In response, Wal-Mart maintains that Defendants' theory is contradicted by the allegations in the Amended Complaint, and by the June 25, 2014 Findings of Fact, Conclusions of Law, Order and Judgment entered by the Circuit Court of the Twenty-Second Circuit, State of Missouri. (ECF No. 21 at 1). Therein, the Circuit Court of the Twenty-Second Circuit found that the Addendum was valid and enforceable, supported by consideration, and released PDX, Landmark, and their respective successors and assigns. (Id.) Wal-Mart maintains that the Amended Complaint clearly alleges that Defendants were released and that a debt was paid on behalf of Defendants by Wal-Mart, and that the settlement was reasonable. (ECF No. 21 at 3). Wal-Mart notes that there is nothing contingent in the Release and nothing contingent in the amount paid by Wal-Mart to release Defendants.

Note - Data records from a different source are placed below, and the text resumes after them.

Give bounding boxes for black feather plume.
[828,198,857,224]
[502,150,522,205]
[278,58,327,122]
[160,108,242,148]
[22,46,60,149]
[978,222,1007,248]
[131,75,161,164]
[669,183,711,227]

"When two or more persons become liable in tort to the same person for the same harm, there is a right of contribution among them". Safeway Stores, Inc. v. Raytown, 633 S.W.2d 727, 730 (Mo. banc 1982) (quoting Restatement (Second) of Torts § 896A(1) (1965)). To maintain an action for contribution, both the party seeking contribution and the "defendant against whom contribution is sought must be . . . tortfeasor[s], originally liable to the plaintiff-injured party." Id. "If the party seeking contribution entered into settlement with the original plaintiff, the party must hurdle additional obstacles before being entitled to contribution. Contribution is available to the settling party only (1) if the liability of the person against whom contribution is sought has been extinguished; and (2) to the extent that the amount paid in settlement was reasonable." Gramex Corp. v. Green Supply, Inc., 89 S.W.3d 432, 443 (Mo. 2002)(intemal citations and quotations omitted).

The Court holds that Wal-Mart's Amended Complaint adequately states claims for contribution against Defendants. Wal-Mart has alleged that any liability that PDX and NHIN had as to the Pendinos was extinguished by the Release and the Addendum and for valid consideration. (Amended Complaint, ¶ 51, 73). Wal-Mart alleges that it paid the settlement amount, but that the amount paid by Wal-Mart was inequitable and should be reapportioned between Defendants based upon their relative fault under the common law and Mo.Rev.Stat. § 537.060. (Amended Complaint, ¶¶ 53-54, 75-76). These allegations demonstrate that the debt of the Defendants has been extinguished by, and that consideration was paid for, the execution of the Release and Addendum. The Court holds that these allegations adequately state a claim for contribution based upon Wal-Mart's consideration paid to the Pendinos to release the claims against Defendants based upon the same harm to the Pendinos. See Gramex Corp., 89 S.W.3d at 443.

Accordingly,

IT IS HEREBY ORDERED that Defendants' Motion to Dismiss Plaintiff's Amended Complaint for Failure to State a Claim upon Which Relief Can Be Granted (ECF No. 19) is DENIED.

FootNotes


1. Because this matter is before the Court on a motion to dismiss, the Court assumes all facts alleged in the Amended Complaint are true. See Florida State Bd. of Admin. v. Green Tree Fin. Corp., 270 F.3d 645, 660 (8th Cir. 2001)("under Fed.R.Civ.P. 12(b)(6), the plaintiff is entitled to all reasonable inferences that may be drawn from the allegations of the complaint").